A study led by Dr Mark Zimmerman that looked at 710 doctors who graduated between 1983 and 2004 from the Institute of Medicine, which incidentally is where Dr KC teaches, found some correlation between chances of working outside Kathmandu and previous exposure to such areas. Of those born outside Kathmandu, 41 percent were found serving there, compared to only 11 percent born in Kathmandu. Likewise, of those who entered medical school from the paramedic stream, and who would thus have had prior experience working outside Kathmandu, 40 percent were practising outside Kathmandu compared to only 12 percent of those from a science background.
Short on professionals
The biggest obstacle to adequate staffing of health facilities right now is recruitment. The number of positions sanctioned has not matched the population increase. According to a government document, Nepal’s population increased by 35 percent in 1991-2008 but the number of health workers went up by only 3.4 percent.
The government also has ambitious expansion plans. Three quarters of all health facilities in Nepal are sub-health posts and these are being upgraded to health posts (headed by a health assistant) while all of the latter are to become primary health care centres (headed by a medical doctor). This means the country is going to face a massive shortage of trained human resources although according to the latest annual report of the Department of Health Services, an impressive 96 percent of positions have been filled. But that is misleading since it includes all departmental personnel. The situation of trained health personnel is quite dismal, with only 55 percent of doctor positions filled nationally; nurses and paramedics do better at 81 and 76 percent respectively while administration shines at 97 percent. For comparison, the situation in Kathmandu Valley is much better with doctors at 90 percent, nurses, 102 (!) percent, paramedics, 80 percent, and admin, 125 (again!) percent.
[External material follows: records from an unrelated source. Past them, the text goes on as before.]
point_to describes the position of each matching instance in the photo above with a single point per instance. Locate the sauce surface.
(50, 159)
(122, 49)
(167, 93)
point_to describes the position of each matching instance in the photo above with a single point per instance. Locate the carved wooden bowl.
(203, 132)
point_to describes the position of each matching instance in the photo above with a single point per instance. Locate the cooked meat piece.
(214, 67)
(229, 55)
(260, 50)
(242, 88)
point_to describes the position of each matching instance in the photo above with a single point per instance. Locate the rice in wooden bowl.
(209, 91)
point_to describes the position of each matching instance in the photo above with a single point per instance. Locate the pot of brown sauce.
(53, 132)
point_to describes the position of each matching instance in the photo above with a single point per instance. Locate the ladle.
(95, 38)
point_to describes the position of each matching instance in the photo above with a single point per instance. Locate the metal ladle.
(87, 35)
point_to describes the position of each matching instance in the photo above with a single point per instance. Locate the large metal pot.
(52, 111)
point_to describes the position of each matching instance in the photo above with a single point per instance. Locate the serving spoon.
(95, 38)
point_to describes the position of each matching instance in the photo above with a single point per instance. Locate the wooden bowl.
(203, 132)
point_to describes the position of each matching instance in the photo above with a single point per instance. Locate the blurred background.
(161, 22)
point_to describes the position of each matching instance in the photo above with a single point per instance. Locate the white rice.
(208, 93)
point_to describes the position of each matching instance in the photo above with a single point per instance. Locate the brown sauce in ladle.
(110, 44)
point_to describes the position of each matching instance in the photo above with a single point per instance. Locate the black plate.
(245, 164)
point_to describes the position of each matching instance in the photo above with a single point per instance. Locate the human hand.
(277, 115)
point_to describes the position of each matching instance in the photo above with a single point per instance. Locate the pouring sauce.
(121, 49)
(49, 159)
Currently, recruitment in the health services stands suspended following a Supreme Court order that the Health Services Act incorporate the 45 percent reservations provision for marginalised groups in the Civil Service Act. That was in 2008 and in the seven years since, the health act has remained unamended. Instead, this past December, 146 of the CPN-UML’s Constituent Assembly members spent their time pressuring the prime minister to lift the ban on medical college affiliations. And, why, became very clear in the quote by UML leader Madhav Kumar Nepal, as reported in an online news portal, “What will happen to our medical college and the investments?”
Not yet weaned
Many have called Dr KC’s hunger strike a satyagraha, an innovative political strategy of Mahatma Gandhi’s. Gandhi went beyond the literal sense of the term to explain what it meant for him. Satyagraha, he wrote, sprang from his realisation that the “pursuit of truth did not admit of violence being inflicted on one’s opponent but he must be weaned from error by patience and sympathy. For what appears to be truth to the one may appear to be error to the other. And patience means self suffering. So the doctrine came to mean vindication of Truth not by infliction of suffering on the opponent but on one’s self.”
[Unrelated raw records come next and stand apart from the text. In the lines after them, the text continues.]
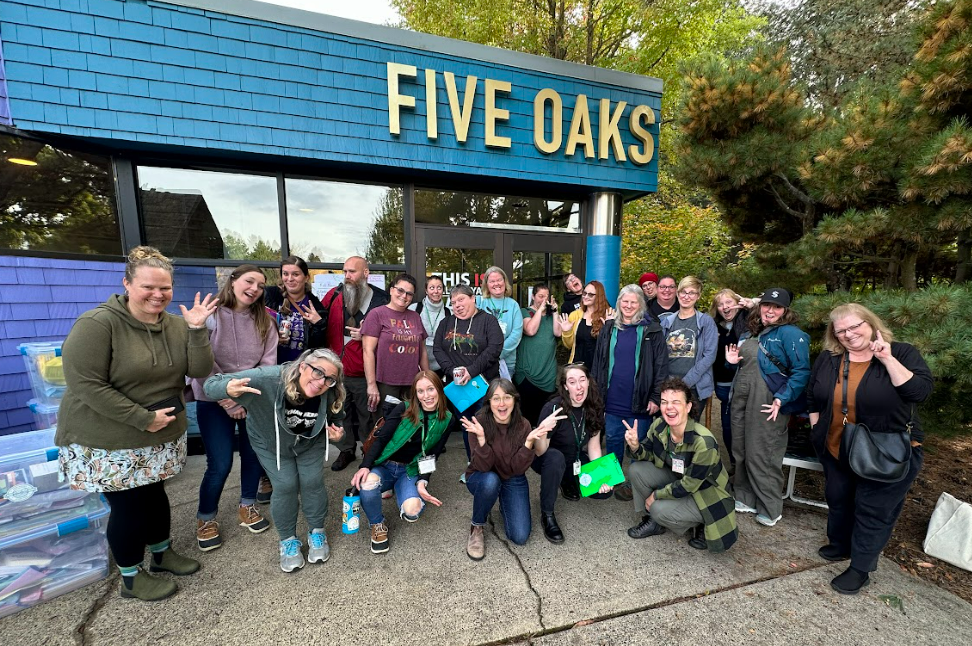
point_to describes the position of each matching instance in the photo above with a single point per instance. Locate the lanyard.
(579, 437)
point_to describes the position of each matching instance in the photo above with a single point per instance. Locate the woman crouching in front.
(502, 449)
(288, 406)
(403, 456)
(678, 478)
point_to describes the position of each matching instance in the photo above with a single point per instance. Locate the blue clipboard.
(462, 397)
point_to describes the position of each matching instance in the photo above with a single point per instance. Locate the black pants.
(863, 512)
(532, 400)
(551, 468)
(139, 517)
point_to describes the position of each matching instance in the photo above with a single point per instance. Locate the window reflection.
(455, 208)
(329, 221)
(208, 214)
(53, 199)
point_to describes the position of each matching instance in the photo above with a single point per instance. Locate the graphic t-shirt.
(302, 417)
(401, 342)
(683, 345)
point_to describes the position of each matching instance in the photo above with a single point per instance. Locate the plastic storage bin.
(44, 415)
(46, 370)
(53, 560)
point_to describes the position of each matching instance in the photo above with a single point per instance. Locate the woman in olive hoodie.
(122, 419)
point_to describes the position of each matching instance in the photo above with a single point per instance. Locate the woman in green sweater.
(122, 428)
(287, 409)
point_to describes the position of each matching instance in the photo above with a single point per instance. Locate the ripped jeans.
(391, 475)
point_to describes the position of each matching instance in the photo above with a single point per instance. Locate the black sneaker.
(647, 527)
(832, 553)
(851, 581)
(343, 460)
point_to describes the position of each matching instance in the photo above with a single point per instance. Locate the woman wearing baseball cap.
(774, 358)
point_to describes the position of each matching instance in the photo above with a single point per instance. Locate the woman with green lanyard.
(403, 455)
(507, 311)
(433, 311)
The self-suffering Dr KC underwent was certainly in the best of Gandhian traditions. But, are we ready to say that his adversaries have been ‘weaned from error’? I, for one, would not bet on it. Albert Einstein once said of Gandhi, “Generations to come will scarce believe that such a one as this ever in flesh and blood walked upon this earth.” The greater likelihood is that our future generations will scarce believe that of our current crop of leaders—and in the most negative sense.